Member of the Mississippi House of Representatives from the Hinds County district
- In office 1854

Personal details
- Born: January 30, 1817 Marion County, South Carolina, US
- Died: November 17, 1880 (aged 63) Madison County, Mississippi, US
- Party: Democrat

= Stephen A. D. Greaves =

American politician (1817–1880)

Stephen Arne Decatur Greaves Sr. (January 30, 1817 – November 17, 1880) was an American army officer, plantation owner, lawyer, and Democratic politician. He was a member of the Mississippi House of Representatives, representing Hinds County, in 1846.

== Biography ==
Stephen Arne Decatur Greaves was born on January 30, 1817, in Marion County, South Carolina. He served as an officer in the Mexican War, ending his service as a Brigadier General. In 1846, he became a member of the Mississippi House of Representatives, representing Hinds County as a Democrat. After the war, he married Sarah Lowe around 1850 and moved to her 10,000-acre plantation, named "Sunny Place", in Madison County. Before the American Civil War, they owned 600 slaves that worked on the plantation. He died in Madison County, Mississippi, on November 17, 1880, aged 63.

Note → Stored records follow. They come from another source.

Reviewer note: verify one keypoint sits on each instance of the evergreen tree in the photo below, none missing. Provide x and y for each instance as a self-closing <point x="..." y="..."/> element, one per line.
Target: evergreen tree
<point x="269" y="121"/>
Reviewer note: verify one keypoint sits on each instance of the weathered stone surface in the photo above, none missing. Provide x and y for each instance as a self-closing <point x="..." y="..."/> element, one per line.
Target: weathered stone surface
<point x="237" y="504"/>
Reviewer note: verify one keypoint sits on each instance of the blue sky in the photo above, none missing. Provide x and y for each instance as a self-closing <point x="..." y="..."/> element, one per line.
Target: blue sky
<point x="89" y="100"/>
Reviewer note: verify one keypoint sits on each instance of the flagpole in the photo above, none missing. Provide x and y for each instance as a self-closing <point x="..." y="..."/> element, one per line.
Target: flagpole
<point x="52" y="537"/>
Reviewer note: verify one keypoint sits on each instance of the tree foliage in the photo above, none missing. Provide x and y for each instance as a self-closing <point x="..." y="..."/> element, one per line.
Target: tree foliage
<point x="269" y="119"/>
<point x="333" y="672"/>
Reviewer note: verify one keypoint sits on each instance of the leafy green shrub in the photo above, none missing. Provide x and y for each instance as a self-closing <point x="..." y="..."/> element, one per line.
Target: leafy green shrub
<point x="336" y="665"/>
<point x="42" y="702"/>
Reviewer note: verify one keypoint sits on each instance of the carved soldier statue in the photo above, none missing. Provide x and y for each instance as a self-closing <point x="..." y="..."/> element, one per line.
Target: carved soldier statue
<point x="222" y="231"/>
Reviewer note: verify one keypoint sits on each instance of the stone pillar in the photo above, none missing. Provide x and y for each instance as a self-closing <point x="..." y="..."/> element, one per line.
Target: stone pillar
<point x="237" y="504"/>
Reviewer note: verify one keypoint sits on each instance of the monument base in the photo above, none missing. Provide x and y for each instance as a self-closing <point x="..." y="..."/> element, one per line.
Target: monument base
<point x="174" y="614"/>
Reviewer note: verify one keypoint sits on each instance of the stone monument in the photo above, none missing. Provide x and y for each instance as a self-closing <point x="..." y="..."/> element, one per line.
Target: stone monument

== Personal life and family ==
Greaves married Sarah Anna Frances Lowe. They had several children. Their first child and son, S. A. D. Junior, was born on February 26, 1854. Their second son, William F., was born on June 3, 1856. Another son, John Madison, was born on April 16, 1860. Another son, Clarence Budney, was born on August 22, 1863. Mrs. Greaves died on August 2, 1865. Stephen married Jennie Battley in 1866. On December 13, 1867, they had a son, Harry B.. Stephen, John, Clarence, and Harry would all serve in the Mississippi Legislature.